To blame for this sclerosis is a set of reasons far more complex than a single dictator. They include foreign interference, instability caused by conflict and an ongoing unwillingness of the country's many political factions to compromise and unite behind a sensible transitional political system.

The result is one of the biggest constitutional messes in the the world.

In 2014, a violent schism saw the emergence of two parallel governments, one based in the east, the other in the west. Now, after a flawed process of selecting candidates from across the country, an interim government put in place last year to try and patch over these divisions has failed in its main task of getting the country to long-awaited elections, despite years of planning and high-level diplomatic engagement.

With the temporary government having failed its main mission, the country's parliament is attempting to replace the now incapacitated interim Prime Minister, Abdul Hamid Dbeibah. He is pushing back, saying he will only allow an elected administration to replace him.

The situation adds a catch-22 into a political landscape already too muddled to serve Libyans. More than 10 years on from their uprising, people are no closer to a government that can translate the vast potential and natural resources of Libya into prosperity for all. The country has the largest oil reserves in Africa, and yet an unemployment rate of almost 20 per cent, one of the highest in the Mena region.

On the other side of this region, Iraqis will understand the situation in which Libyans find themselves. The country's attempt to elect a new president this Monday descended into chaos after a grouping of political factions boycotted the process.
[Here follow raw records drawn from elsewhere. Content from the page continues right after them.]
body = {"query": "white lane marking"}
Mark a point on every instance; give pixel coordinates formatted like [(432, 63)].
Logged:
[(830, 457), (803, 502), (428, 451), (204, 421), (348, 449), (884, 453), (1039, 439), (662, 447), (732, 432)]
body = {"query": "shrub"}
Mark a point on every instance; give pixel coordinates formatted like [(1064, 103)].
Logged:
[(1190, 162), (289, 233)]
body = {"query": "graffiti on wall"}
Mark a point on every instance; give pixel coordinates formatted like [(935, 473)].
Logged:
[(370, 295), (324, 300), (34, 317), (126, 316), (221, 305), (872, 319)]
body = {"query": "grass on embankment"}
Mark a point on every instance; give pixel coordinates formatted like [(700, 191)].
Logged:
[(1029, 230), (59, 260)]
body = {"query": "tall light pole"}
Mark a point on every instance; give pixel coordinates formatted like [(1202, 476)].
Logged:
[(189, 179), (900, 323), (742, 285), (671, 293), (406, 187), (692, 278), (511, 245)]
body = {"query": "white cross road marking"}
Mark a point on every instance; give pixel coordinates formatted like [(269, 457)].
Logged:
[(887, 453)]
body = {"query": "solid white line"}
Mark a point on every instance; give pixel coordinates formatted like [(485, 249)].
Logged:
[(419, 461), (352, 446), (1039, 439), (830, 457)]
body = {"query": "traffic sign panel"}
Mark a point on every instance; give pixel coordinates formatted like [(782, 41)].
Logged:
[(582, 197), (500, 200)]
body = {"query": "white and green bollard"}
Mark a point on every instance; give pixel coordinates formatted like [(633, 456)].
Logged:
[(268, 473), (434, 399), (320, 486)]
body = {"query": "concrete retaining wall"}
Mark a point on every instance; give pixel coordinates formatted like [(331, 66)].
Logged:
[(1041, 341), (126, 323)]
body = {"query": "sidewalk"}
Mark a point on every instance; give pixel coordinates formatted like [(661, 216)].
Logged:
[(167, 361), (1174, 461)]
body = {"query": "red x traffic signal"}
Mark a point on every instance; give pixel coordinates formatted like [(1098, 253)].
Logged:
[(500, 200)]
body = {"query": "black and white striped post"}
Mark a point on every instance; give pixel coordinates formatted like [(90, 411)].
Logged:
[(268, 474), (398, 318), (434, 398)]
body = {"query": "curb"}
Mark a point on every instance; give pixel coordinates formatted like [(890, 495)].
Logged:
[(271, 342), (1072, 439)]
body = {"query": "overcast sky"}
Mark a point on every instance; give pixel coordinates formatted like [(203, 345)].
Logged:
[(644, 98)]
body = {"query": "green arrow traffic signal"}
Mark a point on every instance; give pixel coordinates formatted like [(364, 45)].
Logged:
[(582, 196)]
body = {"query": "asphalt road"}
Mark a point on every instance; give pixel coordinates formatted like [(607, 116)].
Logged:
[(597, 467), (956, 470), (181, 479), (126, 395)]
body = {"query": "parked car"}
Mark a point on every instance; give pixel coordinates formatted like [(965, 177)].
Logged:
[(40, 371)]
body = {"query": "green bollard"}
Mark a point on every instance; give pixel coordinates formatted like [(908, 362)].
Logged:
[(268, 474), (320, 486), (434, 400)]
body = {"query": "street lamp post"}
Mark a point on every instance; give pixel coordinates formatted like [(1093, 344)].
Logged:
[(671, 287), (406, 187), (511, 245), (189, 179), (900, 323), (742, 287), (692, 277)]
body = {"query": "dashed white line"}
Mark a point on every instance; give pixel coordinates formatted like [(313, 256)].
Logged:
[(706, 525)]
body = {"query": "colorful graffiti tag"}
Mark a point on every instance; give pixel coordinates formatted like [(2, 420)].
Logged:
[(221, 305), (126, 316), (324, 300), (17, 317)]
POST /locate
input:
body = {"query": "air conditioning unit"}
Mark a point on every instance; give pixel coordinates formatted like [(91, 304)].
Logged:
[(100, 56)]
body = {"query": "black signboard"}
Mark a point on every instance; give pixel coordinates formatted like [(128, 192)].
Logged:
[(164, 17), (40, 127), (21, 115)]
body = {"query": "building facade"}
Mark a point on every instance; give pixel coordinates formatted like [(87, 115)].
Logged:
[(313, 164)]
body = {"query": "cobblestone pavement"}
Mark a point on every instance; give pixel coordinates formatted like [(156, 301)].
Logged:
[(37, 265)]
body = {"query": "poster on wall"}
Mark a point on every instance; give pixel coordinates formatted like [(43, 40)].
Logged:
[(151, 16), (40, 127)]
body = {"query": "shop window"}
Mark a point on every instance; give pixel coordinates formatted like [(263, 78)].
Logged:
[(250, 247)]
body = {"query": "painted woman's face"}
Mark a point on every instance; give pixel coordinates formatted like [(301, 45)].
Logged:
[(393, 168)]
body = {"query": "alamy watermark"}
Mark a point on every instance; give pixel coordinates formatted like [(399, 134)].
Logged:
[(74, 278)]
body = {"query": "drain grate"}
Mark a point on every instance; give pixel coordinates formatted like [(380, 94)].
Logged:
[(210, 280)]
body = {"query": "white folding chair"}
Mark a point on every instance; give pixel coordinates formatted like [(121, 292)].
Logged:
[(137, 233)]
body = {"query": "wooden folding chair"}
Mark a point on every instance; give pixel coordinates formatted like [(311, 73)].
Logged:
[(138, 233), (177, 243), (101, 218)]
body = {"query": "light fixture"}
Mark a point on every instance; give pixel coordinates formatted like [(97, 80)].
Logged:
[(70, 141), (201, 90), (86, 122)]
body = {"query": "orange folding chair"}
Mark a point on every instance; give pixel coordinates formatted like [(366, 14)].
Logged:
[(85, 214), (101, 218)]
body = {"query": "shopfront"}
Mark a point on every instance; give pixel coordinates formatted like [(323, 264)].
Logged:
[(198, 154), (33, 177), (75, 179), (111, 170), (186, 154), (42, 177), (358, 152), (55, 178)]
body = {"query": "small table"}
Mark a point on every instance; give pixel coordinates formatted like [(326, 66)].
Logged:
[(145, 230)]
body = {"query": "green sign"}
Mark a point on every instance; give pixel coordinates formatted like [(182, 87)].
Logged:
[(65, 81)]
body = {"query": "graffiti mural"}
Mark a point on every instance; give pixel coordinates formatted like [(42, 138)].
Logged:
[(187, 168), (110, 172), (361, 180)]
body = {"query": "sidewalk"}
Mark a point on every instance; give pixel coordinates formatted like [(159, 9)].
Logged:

Until there is compromise to meet the threshold to make the decision, the position of president will remain vacant.

Even the most stable countries need leadership, and it is a sign of quite how many vicious political cycles are emerging in the region that Libya and Iraq, both in desperate need of direction as they seek to address economic and social crises, end conflict and resist foreign intervention, cannot settle on their prime ministers and presidents.

Both countries have emerged from war, some of it fuelled from abroad, but much also stemming from home, and in this context the desire to take time to thrash out representative political systems is understandable. But the difficulty of that task must not be used as an excuse for inaction and no compromise.

Yesterday, Libya's parliament started vetting two candidates who could replace Mr Dbeibah, former interior minister Fathi Bashagha and outsider Khaled Al Bibass. Both have promised they will fight for unity to move Libya on from its limbo. Iraq's 329 members of parliament will undoubtedly be promising their constituents the same. They are the right things to pledge. But the ever-deepening political, constitutional abyss into which these ideas are being shouted make it highly unlikely anything will change soon.